Results: mHag-TCR–transduced TT-specific cells displayed both TT and mHag specificity. Similar to the parent cells, they secreted Th-1 cytokines and exerted significant cytotoxic activity against TT-pulsed or mHag+ target cells, including multiple myeloma cells. A 4-week expansion of TCR-transduced cells via the TT-specific TCR had no negative influence on the mHag-specific cytotoxic activity and resulted in 10- to 100-fold better cell yields as compared with mHag-specific expansion.
Conclusions: HLA class II–restricted, mHag-specific effector functions can be successfully reconstructed in donor-derived TT-specific T cells via TCR transfer. Effective expansion of these T cells via TT-specific TCRs illustrate the suitability of this strategy for ex vivo expansion and possibly for in vivo TT-specific reboosting of HLA class II–restricted immunotherapeutic T cells.

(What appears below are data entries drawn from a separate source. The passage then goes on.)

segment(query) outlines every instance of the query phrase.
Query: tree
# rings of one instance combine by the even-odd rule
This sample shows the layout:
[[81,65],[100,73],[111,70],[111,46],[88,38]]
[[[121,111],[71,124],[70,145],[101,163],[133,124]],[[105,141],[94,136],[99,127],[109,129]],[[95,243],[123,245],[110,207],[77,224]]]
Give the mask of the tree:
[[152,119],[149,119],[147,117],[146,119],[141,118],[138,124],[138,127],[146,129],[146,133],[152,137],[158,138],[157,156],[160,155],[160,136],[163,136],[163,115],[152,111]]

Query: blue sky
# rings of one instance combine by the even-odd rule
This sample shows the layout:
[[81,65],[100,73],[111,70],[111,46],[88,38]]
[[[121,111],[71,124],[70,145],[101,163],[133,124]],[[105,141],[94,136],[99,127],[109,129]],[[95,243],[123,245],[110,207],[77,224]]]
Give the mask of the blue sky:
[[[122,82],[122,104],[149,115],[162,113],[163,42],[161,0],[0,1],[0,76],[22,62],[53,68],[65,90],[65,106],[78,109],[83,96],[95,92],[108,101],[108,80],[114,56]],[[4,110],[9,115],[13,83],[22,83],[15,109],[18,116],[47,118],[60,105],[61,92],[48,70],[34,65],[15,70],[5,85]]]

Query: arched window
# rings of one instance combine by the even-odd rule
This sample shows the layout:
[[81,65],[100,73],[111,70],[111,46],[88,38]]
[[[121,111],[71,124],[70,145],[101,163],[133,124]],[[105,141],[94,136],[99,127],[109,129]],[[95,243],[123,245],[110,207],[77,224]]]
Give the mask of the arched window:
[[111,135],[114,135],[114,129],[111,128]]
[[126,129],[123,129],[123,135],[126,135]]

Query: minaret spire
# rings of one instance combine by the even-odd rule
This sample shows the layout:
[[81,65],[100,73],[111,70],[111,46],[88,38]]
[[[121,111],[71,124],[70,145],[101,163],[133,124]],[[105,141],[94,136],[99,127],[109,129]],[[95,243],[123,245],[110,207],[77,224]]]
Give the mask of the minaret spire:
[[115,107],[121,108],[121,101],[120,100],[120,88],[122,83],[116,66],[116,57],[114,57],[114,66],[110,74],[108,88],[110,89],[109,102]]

Minor histocompatibility antigens (mHag) are MHC-bound polymorphic peptides derived from intracellular proteins. With these properties, mHags constitute the main targets of donor T cells mediating the curative graft-versus-tumor (GvT) effect and graft-versus-host disease (GvHD) after human leukocyte antigen (HLA)-matched allogeneic stem cell (SC) transplantation (allo-SCT; ref. 1). From the clinical point of view, a major breakthrough of the past decade was the discovery of mHags expressed exclusively on hematopoietic cells (2–4). In several in vitro studies, cytotoxic T cells (CTL) directed against hematopoietic mHags effectively eliminated mHag+ leukemia and myeloma cells, but spared nonhematopoietic cells (5–8). These studies suggested the possibility to separate GvT from GvHD by treatment of recipients with donor T cells directed at hematopoietic mHags. Subsequently, we and others have shown the feasibility of this concept by ex vivo generation of mHag-specific CTLs from unprimed SC donors using dendritic cells (DC) pulsed with mHag peptides or transduced with mHag cDNA (9–12). Nevertheless, such DC-based in vitro CTL induction protocols from unprimed donors require repeated stimulations of T cells in long-term cultures and are therefore not always successful for the generation of large quantities of mHag-specific T cells within a reasonable time period (12). Furthermore, long-term ex vivo culturing may also impair the in vivo survival capacity of adoptively transferred T cells. Finally, because such protocols require biochemical identification of mHags, they cannot be applied for the ex vivo generation of donor CTLs against hematopoietic mHags defined only by cellular assays. One such novel mHag antigen is recognized by the HLA-DPB1*0401–restricted cytotoxic CD4+ T-cell clone 3AB11 isolated from a multiple myeloma patient after HLA-identical sibling SCT. We have previously shown the hematopoietic-restricted and myeloma-associated expression of this mHag by determining the target cell specificity of clone 3AB11 (13).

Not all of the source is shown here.